UC Irvine

Peritoneal exudate macrophage monolayers (PEMM) from C57BL/6 and DBA/2 mice inoculated ip with tumor allografts were induced to release in vitro labile cell toxin(s), herein called "macrophage cytotoxin(s)" (MCT). Macrophages released MCT spontaneously for a short interval when initially established as monolayers, and they were reinduced to secrete MCT by exposure to allogeneic and syngeneic tumor cells (but not to normal cells) and by exposure to polyinosinic-polycytidylic acid (poly I . poly C) and lipopolysaccharide (LPS). PEMM from normal mice treated ip 3 days previously with thioglycollate were also induced to release toxins in vitro.

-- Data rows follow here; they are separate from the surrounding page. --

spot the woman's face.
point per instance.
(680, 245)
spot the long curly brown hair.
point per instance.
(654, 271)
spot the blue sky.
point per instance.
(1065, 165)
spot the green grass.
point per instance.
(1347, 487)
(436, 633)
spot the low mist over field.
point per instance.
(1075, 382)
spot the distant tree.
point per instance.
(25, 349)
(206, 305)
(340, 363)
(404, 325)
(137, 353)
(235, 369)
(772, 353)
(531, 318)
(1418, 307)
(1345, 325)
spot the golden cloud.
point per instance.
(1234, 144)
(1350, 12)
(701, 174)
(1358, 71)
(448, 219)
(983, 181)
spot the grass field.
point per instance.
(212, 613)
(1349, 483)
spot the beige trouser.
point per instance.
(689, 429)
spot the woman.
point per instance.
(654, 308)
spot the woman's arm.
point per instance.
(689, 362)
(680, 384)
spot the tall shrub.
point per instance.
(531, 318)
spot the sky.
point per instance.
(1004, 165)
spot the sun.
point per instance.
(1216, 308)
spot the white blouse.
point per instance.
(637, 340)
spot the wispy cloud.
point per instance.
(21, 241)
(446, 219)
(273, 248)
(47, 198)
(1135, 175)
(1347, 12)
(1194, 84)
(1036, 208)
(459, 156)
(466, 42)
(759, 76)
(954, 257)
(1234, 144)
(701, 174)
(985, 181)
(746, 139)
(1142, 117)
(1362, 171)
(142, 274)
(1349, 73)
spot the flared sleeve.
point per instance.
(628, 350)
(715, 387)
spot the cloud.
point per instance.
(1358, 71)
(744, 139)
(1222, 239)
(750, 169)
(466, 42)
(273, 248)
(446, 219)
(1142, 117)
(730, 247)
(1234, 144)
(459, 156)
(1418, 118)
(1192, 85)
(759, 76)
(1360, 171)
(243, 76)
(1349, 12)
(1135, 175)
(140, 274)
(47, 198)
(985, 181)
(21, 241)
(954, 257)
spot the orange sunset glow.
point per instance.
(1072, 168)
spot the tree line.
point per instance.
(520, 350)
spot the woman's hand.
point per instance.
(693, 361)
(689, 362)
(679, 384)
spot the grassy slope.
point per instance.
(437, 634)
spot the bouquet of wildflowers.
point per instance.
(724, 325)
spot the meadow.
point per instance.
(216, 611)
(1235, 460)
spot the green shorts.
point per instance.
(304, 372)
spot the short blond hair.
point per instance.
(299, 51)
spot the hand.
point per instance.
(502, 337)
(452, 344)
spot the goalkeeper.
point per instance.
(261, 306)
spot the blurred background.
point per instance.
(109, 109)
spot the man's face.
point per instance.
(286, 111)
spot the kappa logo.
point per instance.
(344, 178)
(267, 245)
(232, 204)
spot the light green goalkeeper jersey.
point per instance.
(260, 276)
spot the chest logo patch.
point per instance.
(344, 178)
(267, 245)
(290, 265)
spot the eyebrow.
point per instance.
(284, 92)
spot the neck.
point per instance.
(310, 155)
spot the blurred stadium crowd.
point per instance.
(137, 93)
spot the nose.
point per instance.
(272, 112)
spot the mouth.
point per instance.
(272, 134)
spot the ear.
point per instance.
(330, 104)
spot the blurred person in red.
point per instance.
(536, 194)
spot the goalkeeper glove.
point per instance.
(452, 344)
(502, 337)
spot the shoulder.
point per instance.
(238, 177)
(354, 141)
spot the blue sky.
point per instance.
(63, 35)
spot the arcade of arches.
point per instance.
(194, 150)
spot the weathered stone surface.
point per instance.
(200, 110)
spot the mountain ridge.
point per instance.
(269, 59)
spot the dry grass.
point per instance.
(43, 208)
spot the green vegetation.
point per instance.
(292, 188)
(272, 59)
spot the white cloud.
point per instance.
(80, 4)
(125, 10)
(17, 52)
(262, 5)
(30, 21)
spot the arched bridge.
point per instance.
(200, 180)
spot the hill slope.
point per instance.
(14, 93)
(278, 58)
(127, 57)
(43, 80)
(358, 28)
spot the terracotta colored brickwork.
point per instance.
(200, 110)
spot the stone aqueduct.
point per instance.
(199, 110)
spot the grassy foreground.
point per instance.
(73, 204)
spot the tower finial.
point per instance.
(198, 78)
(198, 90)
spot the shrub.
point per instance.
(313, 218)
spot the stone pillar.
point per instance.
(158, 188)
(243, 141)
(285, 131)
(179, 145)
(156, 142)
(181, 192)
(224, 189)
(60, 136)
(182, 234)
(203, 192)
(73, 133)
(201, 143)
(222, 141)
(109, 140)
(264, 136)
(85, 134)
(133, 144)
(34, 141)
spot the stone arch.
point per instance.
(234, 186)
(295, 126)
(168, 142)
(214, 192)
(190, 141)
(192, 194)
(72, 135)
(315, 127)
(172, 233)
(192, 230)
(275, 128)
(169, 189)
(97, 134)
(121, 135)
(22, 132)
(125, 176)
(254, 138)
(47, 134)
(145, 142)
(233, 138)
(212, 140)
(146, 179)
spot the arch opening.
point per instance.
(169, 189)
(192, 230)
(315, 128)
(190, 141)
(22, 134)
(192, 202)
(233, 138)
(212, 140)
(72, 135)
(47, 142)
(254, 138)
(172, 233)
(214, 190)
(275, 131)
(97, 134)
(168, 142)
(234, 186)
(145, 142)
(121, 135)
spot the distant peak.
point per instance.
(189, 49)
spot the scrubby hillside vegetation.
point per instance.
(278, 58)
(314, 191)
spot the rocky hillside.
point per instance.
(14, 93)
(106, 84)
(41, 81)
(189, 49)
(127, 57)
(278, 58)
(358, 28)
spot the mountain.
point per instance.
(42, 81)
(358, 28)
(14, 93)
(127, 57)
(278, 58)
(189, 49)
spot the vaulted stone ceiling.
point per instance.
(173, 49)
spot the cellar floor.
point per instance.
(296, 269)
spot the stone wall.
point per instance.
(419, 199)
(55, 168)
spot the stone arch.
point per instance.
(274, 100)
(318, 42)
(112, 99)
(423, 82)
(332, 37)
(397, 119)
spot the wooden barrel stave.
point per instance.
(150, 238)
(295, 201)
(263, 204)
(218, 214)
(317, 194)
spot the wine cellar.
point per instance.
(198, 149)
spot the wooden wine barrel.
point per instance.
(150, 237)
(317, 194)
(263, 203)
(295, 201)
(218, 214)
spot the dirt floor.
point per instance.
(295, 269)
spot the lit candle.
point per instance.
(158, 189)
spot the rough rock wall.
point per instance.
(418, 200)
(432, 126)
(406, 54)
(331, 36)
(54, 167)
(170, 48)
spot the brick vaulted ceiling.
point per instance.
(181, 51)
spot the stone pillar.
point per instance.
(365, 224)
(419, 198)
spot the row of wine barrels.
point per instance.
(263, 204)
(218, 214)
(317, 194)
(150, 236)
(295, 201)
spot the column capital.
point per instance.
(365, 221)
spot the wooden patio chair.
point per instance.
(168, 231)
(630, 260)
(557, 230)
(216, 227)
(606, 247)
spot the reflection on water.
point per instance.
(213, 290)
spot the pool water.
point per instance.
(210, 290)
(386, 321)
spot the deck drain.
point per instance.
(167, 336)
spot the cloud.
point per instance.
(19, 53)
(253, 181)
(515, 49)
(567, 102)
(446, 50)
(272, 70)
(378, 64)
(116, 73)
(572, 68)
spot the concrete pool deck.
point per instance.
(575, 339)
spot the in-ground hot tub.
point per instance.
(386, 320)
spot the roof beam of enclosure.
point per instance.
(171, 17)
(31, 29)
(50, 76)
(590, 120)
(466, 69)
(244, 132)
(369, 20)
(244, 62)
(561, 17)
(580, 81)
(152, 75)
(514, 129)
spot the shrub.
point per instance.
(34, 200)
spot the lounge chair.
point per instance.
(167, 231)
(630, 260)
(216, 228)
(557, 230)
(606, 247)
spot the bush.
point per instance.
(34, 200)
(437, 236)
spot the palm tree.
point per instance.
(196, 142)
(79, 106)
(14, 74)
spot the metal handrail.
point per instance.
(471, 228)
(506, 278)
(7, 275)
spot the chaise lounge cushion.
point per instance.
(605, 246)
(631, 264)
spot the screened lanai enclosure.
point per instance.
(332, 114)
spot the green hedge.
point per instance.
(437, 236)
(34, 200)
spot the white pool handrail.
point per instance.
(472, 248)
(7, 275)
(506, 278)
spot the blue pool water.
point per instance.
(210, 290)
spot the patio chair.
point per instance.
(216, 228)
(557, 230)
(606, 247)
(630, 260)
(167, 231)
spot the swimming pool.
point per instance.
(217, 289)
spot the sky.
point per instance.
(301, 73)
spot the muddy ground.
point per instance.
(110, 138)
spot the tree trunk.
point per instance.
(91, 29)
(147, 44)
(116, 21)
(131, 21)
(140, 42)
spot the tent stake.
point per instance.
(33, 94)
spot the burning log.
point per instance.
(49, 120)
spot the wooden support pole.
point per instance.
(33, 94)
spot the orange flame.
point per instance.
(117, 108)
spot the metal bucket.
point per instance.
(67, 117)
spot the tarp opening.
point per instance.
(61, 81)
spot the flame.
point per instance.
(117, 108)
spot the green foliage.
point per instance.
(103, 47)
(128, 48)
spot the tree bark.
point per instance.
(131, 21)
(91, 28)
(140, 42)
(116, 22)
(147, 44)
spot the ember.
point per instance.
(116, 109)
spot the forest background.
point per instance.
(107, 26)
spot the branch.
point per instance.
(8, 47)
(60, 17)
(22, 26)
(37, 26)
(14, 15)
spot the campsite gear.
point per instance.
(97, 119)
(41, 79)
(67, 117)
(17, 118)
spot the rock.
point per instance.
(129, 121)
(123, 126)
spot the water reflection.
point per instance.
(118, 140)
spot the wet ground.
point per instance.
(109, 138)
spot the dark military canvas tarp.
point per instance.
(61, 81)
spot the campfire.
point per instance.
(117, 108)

These cells did not release MCT spontaneously before or after treatment with neoplastic cells but were induced to release MCT by exposure to poly I . poly C or LPS. Resident peritoneal macrophages did not release MCT either spontaneously or after treatment with tumor cells, poly I . poly C, or LPS. MCT released from alloimmune mice stimulated with syngeneic or allogeneic tumor cells were resolved by molecular sieving into a major peak at 140,000--160,000 daltons, called "alpha-MCT," and into a minor peak at 60,000 daltons, called "beta-MCT." However, supernatants from thioglycollate-induced PEMM, stimulated with poly I . poly C or LPS, appeared to be composed entirely of the alpha-class. alpha-MCT from poly I . poly C-stimulated PEMM caused 31--56% lysis of syngeneic EL-4 and allogeneic L-929, NS-1, and YAC-1 tumor cells in vitro but was not cytotoxic for normal cells. Secretion of the MCT by PEMM derived from thioglycollate-treated animals stimulated with poly I . poly C was inhibited by colchicine, emetine, iodoacetic acid, trypan blue, and cytochalasin B.